A bipartisan bill, the TRUST Act (S.2733) doesn't lay out a specific plan to preserve the endangered Medicare, Social Security and other federal trust funds from drying up. But if passed, it would force a long-delayed, bipartisan "conversation" on finding a solution.
It would require the Treasury Department to give Congress a report on the condition of the funds, upon which congressional leaders would create bipartisan "rescue committees" for each fund to draft rescue legislation. By law, the bills would receive "expedited" consideration.
While getting together to talk may not sound like much, it's a hell of a lot better than ignoring the problem, which has been going on for so long that it wears the cloak of official policy.
The Time to Rescue United States’ Trusts Act is co-sponsored by senators Mitt Romney (R-UT), Joe Manchin (D-WV), Todd Young (R-IN), Doug Jones (D-AL), and Kyrsten Sinema (D-AZ). It has picked up endorsements from both sides of the aisle.
Now it has received two important endorsements from budget hawks former Republican Sen.
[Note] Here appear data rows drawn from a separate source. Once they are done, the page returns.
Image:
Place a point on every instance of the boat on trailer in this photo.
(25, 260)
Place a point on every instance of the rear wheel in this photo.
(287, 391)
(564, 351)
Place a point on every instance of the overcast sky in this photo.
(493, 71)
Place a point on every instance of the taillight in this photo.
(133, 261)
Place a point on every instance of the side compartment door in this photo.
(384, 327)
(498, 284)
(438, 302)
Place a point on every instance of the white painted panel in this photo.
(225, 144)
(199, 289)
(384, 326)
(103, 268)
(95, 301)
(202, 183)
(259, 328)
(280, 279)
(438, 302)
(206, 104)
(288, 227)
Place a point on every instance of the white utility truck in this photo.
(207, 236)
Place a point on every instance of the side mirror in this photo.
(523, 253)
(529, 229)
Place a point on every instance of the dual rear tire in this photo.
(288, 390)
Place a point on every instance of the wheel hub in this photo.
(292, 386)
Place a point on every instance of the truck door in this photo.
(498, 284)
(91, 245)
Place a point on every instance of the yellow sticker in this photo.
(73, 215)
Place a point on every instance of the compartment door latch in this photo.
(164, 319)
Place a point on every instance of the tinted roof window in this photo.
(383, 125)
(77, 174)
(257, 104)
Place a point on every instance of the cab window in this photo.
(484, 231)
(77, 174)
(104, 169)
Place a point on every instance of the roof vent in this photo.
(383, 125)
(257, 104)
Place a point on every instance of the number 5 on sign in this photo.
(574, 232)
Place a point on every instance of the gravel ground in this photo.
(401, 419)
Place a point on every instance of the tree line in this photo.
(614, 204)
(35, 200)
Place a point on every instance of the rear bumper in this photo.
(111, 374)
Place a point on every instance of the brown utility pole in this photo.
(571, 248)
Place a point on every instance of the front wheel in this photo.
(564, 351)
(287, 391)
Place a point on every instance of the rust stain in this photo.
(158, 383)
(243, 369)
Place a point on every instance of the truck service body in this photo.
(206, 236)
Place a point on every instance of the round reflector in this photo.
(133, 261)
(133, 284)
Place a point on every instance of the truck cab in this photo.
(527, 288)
Alan Simpson and former Democratic White House Chief of Staff Erskine Bowles who are co-chairs of the National Commission on Fiscal Responsibility and Reform.
This news, of course, has been squeezed out by the impulsive, mind-numbing coverage of Trump's impeachment. If it weren't for that, it would/should be front-page news.
That's because Social Security’s combined major trust funds have less than $3 trillion left, and if that sounds like a lot, consider that it all will be gone in 13 years. The Medicare Part A fund (hospital, skilled nursing's and home care services) will be exhausted in only six years.
With the federal debt roaring past $21 trillion, a fact that is as important as a presidential impeachment, consider this: Social Security and Medicare accounted for 45 percent of all federal spending in 2018, a fact that should scare the bejabers out of all of us.
Unfunded promises made by Washington is a familiar story to Illinois readers, who are on the hook for more than $200 billion in pension debt.